Here's what happens if I run do_fitting() with a non-logarithmic func():
def func(x, a, b, c):
return a * np.exp(x*b) + c
popt = [ 0.90894173 0.44279212 5.19928151]
pcov = [[ 0.02044817 -0.00471525 -0.02601574]
[-0.00471525 0.00109879 0.00592502]
[-0.02601574 0.00592502 0.0339901 ]]
Here's what happens when I run do_fitting() with a logarithmic func():
def func(x, a, b, c):
return a * np.log(x*b) + c
popt = [ 2. 0.5 1. ]
pcov = inf
You'll notice that the logarithmic solution for popt is equal to the value I gave curve_fit for p0 in the above do_fitting(). This is true, and pcov is infinite, for every value of p0 I have tried.
What am I doing wrong here?
The problem is very simple - since the first value in your x array is 0, you are taking the log of 0, which is equal to -inf:
x = np.linspace(0, 4, 100)
p0 = np.array([2, 0.5, 1])
print(func(x, *p0).min())
# -inf
I was able to fit a logarithmic function just fine using the following code (hardly modified from your original):
import numpy as np
import matplotlib.pyplot as plt
from scipy.optimize import curve_fit
def func(x, a, b, c):
return a * np.log(x+b) + c
def do_fitting():
x = np.linspace(0, 4, 100)
y = func(x, 1.1, .4, 5)
y2 = y + 0.2 * np.random.normal(size=len(x))
popt, pcov = curve_fit(func, x, y2, p0=np.array([2, 0.5, 1]))
plt.figure()
plt.plot(x, y, 'bo', label="Clean Data")
plt.plot(x, y2, 'ko', label="Fuzzed Data")
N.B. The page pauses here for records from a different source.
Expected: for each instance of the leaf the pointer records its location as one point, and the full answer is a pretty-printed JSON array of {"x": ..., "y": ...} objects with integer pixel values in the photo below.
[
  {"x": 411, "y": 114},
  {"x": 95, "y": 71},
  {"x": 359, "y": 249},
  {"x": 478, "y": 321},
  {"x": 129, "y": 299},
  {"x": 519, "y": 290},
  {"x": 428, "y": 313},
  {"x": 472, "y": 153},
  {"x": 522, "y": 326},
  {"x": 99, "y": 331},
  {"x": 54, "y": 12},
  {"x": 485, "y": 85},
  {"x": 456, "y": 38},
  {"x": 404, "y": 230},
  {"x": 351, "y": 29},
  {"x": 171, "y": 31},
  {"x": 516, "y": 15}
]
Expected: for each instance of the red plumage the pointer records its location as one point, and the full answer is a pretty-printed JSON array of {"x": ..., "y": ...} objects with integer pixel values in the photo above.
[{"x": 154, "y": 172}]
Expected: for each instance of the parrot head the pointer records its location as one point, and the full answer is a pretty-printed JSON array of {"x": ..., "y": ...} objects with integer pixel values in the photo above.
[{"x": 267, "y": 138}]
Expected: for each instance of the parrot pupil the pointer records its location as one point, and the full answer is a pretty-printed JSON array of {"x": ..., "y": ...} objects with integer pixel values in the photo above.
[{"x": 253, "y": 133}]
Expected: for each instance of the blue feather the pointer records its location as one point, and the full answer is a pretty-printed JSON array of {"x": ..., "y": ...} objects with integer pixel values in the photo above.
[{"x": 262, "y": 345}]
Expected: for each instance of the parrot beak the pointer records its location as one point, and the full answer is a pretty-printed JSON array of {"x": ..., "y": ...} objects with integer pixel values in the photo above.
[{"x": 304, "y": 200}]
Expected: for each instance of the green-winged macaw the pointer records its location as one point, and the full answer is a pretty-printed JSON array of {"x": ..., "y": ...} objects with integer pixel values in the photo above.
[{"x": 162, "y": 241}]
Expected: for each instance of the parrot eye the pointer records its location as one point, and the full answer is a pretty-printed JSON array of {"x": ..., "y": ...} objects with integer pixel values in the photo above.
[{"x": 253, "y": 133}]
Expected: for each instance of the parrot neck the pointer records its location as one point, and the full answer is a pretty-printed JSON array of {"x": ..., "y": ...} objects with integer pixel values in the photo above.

plt.plot(x, func(x, *popt), 'r-', label="Fitted Curve")
plt.legend()
plt.show()
do_fitting()
(Unfortunately I can't post a picture of the final fit, but it agrees quite nicely with the clean data).
Likely your problem is not the logarithm itself, but some difficulty curve_fit is having with the specific function you're trying to fit. Can you edit your question to provide an example of the exact logarithmic function you're trying to fit?
EDIT: The function you provided is not well-defined for x=0, and produces a RuntimeWarning upon execution. curve_fit is not good at handling NaNs, and will not be able to fit the function in this case. If you change x to
x = np.linspace(1, 4, 100)
curve_fit performs just fine.